Faculty of arts and sciences

School Notes: Faculty of Arts & Sciences
September/October 2020

Tamar Gendler | http://fas.yale.edu

The FAS welcomes new ladder faculty

During the 2020–21 academic year, 30 new tenured and tenure-track faculty members will join 19 different departments across the FAS. They span all of the FAS divisions: ten join humanities departments, eleven in the social sciences, and nine join departments in the Division of Science and School of Engineering and Applied Science. Just over half of our new faculty members have been hired at the assistant professor level; the remainder as tenured senior faculty. Whether at early or later stages of their academic careers, each is a leading scholar and teacher in their respective field. We’re thrilled that Yale’s FAS will be the place where they advance their transformational research and teaching.

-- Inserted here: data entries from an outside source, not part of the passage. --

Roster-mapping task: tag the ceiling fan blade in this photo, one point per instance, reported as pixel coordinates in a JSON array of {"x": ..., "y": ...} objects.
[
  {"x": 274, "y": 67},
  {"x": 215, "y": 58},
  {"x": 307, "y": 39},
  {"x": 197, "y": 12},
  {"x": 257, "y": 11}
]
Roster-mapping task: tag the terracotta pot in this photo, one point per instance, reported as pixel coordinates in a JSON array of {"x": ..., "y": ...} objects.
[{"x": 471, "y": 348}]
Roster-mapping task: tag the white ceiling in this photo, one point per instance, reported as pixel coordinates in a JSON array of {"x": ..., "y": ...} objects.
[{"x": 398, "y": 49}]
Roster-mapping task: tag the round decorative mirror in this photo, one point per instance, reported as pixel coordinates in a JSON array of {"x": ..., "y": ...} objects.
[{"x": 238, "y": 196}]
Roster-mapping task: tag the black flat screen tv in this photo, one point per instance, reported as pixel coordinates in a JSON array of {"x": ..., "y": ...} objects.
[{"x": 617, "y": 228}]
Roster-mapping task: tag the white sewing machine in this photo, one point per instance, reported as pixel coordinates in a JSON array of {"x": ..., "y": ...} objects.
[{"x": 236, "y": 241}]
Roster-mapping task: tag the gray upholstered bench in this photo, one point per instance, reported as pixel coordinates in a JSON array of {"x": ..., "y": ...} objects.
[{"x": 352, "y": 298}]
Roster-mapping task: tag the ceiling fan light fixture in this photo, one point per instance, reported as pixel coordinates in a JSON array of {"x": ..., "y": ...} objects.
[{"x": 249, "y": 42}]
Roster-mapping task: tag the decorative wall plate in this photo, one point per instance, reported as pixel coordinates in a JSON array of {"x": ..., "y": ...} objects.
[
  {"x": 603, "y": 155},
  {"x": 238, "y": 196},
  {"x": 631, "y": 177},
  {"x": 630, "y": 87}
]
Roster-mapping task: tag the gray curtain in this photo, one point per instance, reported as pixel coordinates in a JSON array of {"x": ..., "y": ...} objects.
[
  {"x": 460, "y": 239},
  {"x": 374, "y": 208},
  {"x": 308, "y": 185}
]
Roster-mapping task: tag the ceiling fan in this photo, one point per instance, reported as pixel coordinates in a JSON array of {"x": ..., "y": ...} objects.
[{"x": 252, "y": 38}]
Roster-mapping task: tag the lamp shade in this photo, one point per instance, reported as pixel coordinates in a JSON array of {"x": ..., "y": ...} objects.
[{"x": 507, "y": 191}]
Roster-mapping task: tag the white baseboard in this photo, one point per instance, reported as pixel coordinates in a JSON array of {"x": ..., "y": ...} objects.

Leading the conversation on policing in America

Among the members of our 2020–21 cohort of new FAS faculty are two scholars whose work has shifted policy on and perceptions of policing, race, and incarceration in the United States. Elizabeth Hinton joins the Departments of History and African American Studies, and holds a secondary appointment in the Law School. In her pathbreaking book, From the War on Poverty to the War on Crime: The Making of Mass Incarceration in America, Hinton rewrote the story of social policy in the United States, revealing how anti-poverty programs led to prison expansion. Philip Atiba Goff also joins the Department of African American Studies. Goff is the founder of the Center for Policing Equity and a sought-after expert on data-informed interventions that address racial bias in the justice system. Hinton and Goff are both members of the Yale Justice Collaboratory. They join fellow FAS scholars of race, incarceration, and inequality in African American studies; American studies; economics; English; ethnicity, race, and migration; history; philosophy; psychology; sociology; and other departments and programs, advancing Yale’s capacity to lead the national conversation on justice and race during this time of great public debate.